Les yeux sur l’écran

En 2003, Bellocchio présente à la Mostra de Venise Buongiorno, notte, consacré à l’affaire Moro. Dans un final d’une puissance bouleversante, le cinéaste imagine Aldo Moro libéré de sa captivité, arpentant les rues de Rome dans la nuit. Bien avant Tarantino et ses Inglourious Basterds – et à partir d’une poétique à mille lieues des sensibilités post-modernes de l’auteur de Pulp Fiction – Bellocchio conçoit le cinéma comme un lieu d’utopie, un espace symbolique où s’élaborent les conflits de conscience et de classe. Une fois encore, le récit filmique semble participer d’un processus de thérapie collective : comme sur le divan d’un psychanalyste, l’Italie républicaine revit à l’écran sa blessure la plus monstrueuse. Imaginer une issue à ce traumatisme, pour ceux comme Bellocchio qui ont grandi avec la contestation soixante-huitarde, revient à recomposer une fracture irréversible, à rêver d’un monde où l’on pourrait encore adhérer au marxisme de manière pure, totale, convaincue.

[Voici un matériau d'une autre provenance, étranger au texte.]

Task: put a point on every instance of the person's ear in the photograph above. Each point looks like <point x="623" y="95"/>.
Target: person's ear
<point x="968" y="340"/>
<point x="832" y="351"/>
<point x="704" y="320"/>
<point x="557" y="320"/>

Le sentiment du vide et la perte des idéaux réapparaissent dans des œuvres moins explicitement politiques, où Bellocchio met en scène le tourment de l’homme condamné à ne croire en rien, tout en rejetant fermement la dimension métaphysique. Du Sourire de ma mère (2002) à L’Enlèvement, la religion devient l’un des thèmes centraux de sa filmographie. La condamnation de toute forme de fanatisme va de pair avec le portrait de personnages inquiets, tragiquement orphelins de leur foi.

L’année 2022 marque le retour à la figure d’Aldo Moro avec la minisérie Esterno notte (Netflix). S’ensuit Portobello (2025), ambitieuse production HBO Max. À quatre-vingt-cinq ans, le réalisateur italien semble plus jeune que jamais : sans jamais trahir ses thèmes ni ses registres, Bellocchio paraît avoir trouvé dans la prestige television un cadre de production et un langage capables d’accueillir la complexité de son regard.

Quelques années plus tôt, avec l’émouvant Marx peut attendre (2021), il revenait sur la douloureuse histoire du suicide de son frère, faisant preuve d’une exploitation originale du dispositif documentaire. Le résultat est une entreprise d’auto-analyse d’une rare honnêteté intellectuelle, qui révèle la capacité de l’auteur à se confronter avec justesse à de nouvelles formes de récit.

De 1965 à 2025, Bellocchio demeure ainsi miraculeusement fidèle à lui-même tout en restant ouvert aux humeurs et aux défis du présent : atout précieux, prérogative des grands.